For every fourth-year medical student, match week arrives with an email from the National Residency Match Program (NRMP). Some students receive a message congratulating them on matching, assuring them the location of the program will be revealed at the end of the week. Others receive a message stating they did not match with a residency program and are contacted by their administration regarding instructions for the Supplemental Offer and Acceptance Program (SOAP). Unmatched applicants submit a maximum of 40 applications to the programs with remaining open positions, and all faculty, staff, and students are prohibited from contacting these programs. This process lasts for three days, in which three rounds of offers are sent to the students. If a student still doesn’t have a position after this, the scramble begins. This is when the very last remaining positions are made public and the application process is basically a free-for-all. Anyone can contact any program regarding a position. Emails and phone calls are sent to all programs, most of which respond with “the position has already been filled,” if they respond at all.

I’m explaining this because the majority of medical students, fortunately, do not experience this process. I did. I experienced the pain of rejection at every point in this process. I experienced the disappointment of not being ranked high enough by my home institution to merit even a preliminary position there. I felt ashamed. When I didn’t even match in the SOAP, I thought that my home program would reach out to me and ask if there was anything they could do to help. Due to an unfortunate oversight, this did not occur. I felt as though I was deserted in unknown territory. On Friday, the day after the scramble process had started, I put my pride aside and reached out to the program coordinator, letting her know I hadn’t matched, that I was certain she already knew, but asking if she had any advice anyway. She immediately emailed back stating that no one in the department had been aware of this, that she wished I had reached out sooner so she and the other surgical faculty could have been making calls on my behalf. She didn’t know anyone with remaining positions by this time, but she sent some emails to close contacts and we waited anxiously for replies. On Monday, we got a lead: there was a recent change in a program that resulted in the availability of 2 preliminary positions that had not been previously advertised. I immediately sent my application there but had very low expectations at this point. A call came later that afternoon – the program director, wanting to discuss my application. After a week of interviews and conversations with my home institution faculty, they had offered me a position as a preliminary surgical resident (prelim).

The closer July 1st came, the more anxiety I experienced. I reached out to my mentors, who gave me some great advice on how to stand out as a prelim. Never be unreachable, communicate, be the first one there and the last to leave, dominate the in-service exam, and do all of this while maintaining a low profile. But no one talked to me about the constant insecurity I would feel, not knowing if I would be taken on as a categorical or if I’d even have a job the following year. No one told me that I would feel like my career was over every time I made the slightest mistake. No one even told me it was normal to make mistakes and that’s how we learn. I’m sure some of this could have been insinuated from morbidity and mortality (M&M) conferences and didactics and feedback sessions, but never in my life had I doubted myself so frequently. I wasn’t the first person there and the last one to leave because someone told me it would look good. I was at the hospital constantly double-checking my work and going through charts and orders to make sure nothing went wrong, terrified of what would happen if my patients had a poor outcome. That year, I was the first intern to present at M&M conference. I was terrified, but supposedly did a decent job. I also made a lasting impression on a visiting surgery department chair by smashing a door into his forehead, causing him to bleed all over the hallway and end up concussed. The following week, signs had been posted on the door, handles removed, and windows inset so that one would always know if someone was on the other side. So much for keeping a low profile.

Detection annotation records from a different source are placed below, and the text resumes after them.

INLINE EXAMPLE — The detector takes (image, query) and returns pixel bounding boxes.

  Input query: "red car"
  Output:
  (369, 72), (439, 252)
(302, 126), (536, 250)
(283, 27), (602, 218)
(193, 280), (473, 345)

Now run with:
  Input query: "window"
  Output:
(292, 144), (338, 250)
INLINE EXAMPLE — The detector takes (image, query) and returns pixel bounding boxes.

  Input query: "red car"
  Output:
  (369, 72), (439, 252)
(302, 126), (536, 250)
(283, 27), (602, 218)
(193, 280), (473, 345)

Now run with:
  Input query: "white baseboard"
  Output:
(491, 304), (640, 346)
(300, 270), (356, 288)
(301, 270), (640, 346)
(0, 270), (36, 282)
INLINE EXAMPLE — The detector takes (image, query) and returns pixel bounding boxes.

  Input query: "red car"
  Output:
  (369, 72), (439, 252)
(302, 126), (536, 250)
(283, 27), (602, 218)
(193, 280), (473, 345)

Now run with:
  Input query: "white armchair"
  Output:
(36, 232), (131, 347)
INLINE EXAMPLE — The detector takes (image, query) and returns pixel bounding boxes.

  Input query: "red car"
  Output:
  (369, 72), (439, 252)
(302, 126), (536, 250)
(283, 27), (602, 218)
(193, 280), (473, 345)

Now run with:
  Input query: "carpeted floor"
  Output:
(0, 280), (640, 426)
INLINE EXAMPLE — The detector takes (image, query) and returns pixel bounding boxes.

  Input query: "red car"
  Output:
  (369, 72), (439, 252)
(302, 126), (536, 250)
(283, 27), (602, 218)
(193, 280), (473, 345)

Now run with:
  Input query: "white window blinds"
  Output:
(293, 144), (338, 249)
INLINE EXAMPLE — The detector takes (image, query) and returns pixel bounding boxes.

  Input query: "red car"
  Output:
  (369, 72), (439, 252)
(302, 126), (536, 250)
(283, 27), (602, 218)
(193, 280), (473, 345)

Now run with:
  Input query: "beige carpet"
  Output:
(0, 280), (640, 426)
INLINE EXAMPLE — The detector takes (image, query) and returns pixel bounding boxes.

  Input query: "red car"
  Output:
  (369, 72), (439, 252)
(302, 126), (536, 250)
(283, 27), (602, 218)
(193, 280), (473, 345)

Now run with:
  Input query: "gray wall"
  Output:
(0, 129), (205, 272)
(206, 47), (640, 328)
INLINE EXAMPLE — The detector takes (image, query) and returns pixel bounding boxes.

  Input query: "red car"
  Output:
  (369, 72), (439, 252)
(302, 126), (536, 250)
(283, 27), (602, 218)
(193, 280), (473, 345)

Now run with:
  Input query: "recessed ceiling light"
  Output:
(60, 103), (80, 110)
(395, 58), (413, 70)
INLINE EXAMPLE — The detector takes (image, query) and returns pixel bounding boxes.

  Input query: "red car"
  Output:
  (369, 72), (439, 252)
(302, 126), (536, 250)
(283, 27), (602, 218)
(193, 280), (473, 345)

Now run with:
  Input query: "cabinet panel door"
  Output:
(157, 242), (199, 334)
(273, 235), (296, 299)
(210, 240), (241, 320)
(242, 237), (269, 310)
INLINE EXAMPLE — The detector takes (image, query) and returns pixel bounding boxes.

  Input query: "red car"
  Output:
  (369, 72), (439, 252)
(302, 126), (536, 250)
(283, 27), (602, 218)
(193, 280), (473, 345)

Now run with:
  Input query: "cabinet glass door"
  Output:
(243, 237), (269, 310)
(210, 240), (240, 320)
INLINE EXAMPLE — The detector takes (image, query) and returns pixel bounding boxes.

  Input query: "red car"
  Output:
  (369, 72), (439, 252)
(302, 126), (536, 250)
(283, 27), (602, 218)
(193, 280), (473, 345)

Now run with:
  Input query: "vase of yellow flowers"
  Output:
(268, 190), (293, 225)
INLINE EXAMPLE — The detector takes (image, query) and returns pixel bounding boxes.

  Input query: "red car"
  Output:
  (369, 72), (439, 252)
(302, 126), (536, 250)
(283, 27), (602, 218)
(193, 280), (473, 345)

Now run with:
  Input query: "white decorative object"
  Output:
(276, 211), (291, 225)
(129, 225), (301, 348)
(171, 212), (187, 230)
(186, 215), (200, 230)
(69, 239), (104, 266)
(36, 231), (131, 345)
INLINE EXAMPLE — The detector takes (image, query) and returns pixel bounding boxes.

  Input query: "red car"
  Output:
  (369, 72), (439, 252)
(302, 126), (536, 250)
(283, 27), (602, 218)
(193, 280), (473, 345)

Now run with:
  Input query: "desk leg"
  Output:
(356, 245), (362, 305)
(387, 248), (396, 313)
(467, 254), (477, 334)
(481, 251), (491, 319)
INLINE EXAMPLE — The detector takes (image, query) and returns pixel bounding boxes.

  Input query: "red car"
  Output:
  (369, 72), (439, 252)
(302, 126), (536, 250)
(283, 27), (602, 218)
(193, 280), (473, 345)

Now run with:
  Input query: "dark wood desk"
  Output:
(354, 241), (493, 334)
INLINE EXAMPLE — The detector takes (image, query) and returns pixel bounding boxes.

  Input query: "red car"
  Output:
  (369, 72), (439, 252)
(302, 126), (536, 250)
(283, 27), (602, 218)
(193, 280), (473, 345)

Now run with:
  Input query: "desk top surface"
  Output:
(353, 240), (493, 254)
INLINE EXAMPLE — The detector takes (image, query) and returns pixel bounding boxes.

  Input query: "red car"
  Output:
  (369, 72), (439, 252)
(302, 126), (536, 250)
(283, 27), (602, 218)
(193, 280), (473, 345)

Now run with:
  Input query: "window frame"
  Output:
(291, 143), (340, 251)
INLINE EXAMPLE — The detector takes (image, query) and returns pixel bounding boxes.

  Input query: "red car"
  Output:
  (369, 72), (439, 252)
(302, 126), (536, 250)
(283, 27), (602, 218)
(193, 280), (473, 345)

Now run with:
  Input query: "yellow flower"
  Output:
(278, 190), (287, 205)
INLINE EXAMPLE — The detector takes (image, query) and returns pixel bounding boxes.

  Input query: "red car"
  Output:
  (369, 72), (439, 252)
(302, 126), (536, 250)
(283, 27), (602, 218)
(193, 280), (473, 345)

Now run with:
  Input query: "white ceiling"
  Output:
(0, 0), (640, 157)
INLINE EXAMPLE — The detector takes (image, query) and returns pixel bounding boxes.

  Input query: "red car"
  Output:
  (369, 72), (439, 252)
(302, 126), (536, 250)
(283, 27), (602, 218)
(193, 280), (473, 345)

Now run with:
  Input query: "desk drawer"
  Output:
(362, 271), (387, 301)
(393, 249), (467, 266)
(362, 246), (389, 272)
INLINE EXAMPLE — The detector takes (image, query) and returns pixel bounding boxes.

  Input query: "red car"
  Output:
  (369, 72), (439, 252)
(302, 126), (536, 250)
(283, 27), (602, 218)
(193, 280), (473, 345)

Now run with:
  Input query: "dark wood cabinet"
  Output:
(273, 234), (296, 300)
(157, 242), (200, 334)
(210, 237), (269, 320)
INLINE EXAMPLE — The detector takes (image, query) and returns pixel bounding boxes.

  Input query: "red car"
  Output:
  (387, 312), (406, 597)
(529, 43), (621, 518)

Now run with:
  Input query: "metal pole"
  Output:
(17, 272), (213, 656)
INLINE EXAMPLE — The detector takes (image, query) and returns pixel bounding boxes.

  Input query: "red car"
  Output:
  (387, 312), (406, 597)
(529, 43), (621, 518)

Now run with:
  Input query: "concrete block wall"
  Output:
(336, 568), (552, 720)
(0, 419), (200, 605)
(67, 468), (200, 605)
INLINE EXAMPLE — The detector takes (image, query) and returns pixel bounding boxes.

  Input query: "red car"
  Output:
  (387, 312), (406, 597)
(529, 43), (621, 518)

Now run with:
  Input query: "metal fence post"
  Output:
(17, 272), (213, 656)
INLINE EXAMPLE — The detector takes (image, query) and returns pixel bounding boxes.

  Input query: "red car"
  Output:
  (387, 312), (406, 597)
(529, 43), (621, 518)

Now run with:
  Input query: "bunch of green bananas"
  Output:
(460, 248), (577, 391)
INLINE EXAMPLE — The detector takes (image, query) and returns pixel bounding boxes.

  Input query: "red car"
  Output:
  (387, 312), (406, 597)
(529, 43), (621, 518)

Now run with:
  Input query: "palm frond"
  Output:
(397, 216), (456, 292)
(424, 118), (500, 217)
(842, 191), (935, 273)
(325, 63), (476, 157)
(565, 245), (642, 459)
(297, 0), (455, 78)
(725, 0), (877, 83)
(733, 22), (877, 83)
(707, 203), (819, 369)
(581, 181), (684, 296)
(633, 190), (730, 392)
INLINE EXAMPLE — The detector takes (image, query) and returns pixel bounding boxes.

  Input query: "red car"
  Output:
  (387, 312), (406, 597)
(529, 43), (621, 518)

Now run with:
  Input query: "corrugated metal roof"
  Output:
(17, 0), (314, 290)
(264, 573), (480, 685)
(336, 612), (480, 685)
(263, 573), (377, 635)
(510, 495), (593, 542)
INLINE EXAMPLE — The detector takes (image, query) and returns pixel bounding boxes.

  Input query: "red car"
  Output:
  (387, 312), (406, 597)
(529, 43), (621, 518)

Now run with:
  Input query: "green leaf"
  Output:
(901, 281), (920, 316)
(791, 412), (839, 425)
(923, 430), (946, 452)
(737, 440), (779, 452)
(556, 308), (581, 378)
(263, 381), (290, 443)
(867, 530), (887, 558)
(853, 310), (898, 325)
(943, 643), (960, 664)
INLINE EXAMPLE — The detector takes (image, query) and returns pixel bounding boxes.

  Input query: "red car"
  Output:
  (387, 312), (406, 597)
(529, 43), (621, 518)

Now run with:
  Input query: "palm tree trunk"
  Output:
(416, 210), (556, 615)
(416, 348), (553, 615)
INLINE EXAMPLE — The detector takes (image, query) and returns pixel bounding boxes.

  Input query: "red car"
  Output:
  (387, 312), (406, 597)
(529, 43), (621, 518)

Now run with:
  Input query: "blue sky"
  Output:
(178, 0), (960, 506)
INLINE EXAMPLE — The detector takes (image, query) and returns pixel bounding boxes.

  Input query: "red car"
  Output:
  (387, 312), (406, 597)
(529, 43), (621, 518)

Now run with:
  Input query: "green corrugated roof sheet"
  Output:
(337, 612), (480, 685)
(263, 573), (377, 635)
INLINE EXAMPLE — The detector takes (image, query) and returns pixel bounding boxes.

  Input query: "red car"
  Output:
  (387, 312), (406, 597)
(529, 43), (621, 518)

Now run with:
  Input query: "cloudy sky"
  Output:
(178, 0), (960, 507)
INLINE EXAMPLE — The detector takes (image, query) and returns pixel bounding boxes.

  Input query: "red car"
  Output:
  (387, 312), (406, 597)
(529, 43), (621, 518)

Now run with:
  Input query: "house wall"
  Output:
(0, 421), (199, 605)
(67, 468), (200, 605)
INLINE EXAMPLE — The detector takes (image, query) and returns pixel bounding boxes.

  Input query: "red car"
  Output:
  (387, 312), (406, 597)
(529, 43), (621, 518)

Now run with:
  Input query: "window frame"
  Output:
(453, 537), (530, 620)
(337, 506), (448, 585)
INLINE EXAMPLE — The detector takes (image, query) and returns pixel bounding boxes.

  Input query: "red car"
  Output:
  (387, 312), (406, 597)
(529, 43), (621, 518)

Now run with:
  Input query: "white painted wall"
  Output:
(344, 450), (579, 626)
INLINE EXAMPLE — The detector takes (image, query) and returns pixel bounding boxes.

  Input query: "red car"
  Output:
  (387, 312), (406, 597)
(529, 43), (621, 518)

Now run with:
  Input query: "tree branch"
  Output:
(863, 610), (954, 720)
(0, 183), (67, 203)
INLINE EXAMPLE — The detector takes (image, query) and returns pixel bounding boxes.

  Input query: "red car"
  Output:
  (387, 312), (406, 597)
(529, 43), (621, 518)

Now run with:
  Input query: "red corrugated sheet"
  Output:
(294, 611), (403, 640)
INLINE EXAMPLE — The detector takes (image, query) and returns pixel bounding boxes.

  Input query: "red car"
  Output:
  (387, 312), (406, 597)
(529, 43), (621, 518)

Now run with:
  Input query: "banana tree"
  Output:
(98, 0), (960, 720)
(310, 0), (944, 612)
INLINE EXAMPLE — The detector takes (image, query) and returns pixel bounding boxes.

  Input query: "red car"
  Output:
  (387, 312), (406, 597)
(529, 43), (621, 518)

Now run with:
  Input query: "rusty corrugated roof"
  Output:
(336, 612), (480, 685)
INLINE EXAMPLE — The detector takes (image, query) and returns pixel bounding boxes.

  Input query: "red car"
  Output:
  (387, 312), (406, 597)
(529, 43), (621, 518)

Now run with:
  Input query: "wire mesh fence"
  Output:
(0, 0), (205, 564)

I still had to interview for categorical positions. I only had two: one with the program where I was currently a prelim, and one across the state. At my outside interview, I was asked about several of my faculty as well as my experience as a prelim and the circumstances for not matching on my first application. My interview with my current program consisted more of how I thought I was performing, if I had any complaints or problems working with the other residents, and how I felt I fit in the program.

After that, it was several more months of hard work, continuing every day as though I was interviewing for my future job. March grew closer every day and all I could think about was match day and that email I would get from the NRMP. It finally came, and I had matched. As luck would have it, I was on the trauma service that month, at a level one trauma center. So match day came, the locations of match positions were emailed out, and I was in the thick the trauma bay, running to radiology to find out what the injuries were for several trauma patients who had just been seen. I saw that I had multiple missed messages and group texts from my fellow residents, all congratulating me on matching with our program. A composite had been sent out when the locations were revealed and I had missed it because I was doing exactly what I had done every day since July 1st. The first person I told was a radiology resident. I barely knew him, but I was bursting. I called my husband and my parents. I responded to messages. And that night, I finally got to experience a match day celebration.

One of the nice things about being a prelim at this program was discovering which faculty had also gone down this track, finding that this wasn’t as uncommon as I initially thought. Our assistant program director had been a prelim. One of our bariatric surgeons had been a prelim, and he does some of the most complex re-operations I’ve seen. One of the vascular fellows also confided to me that he had been a prelim. My research adviser recently informed me that one of the most influential publishers in transplant was a prelim. There were so many people who shared this struggle, the constant insecurity and fear of the unknown, and were willing to divulge those experiences and let me know that being a prelim is not your career’s death sentence.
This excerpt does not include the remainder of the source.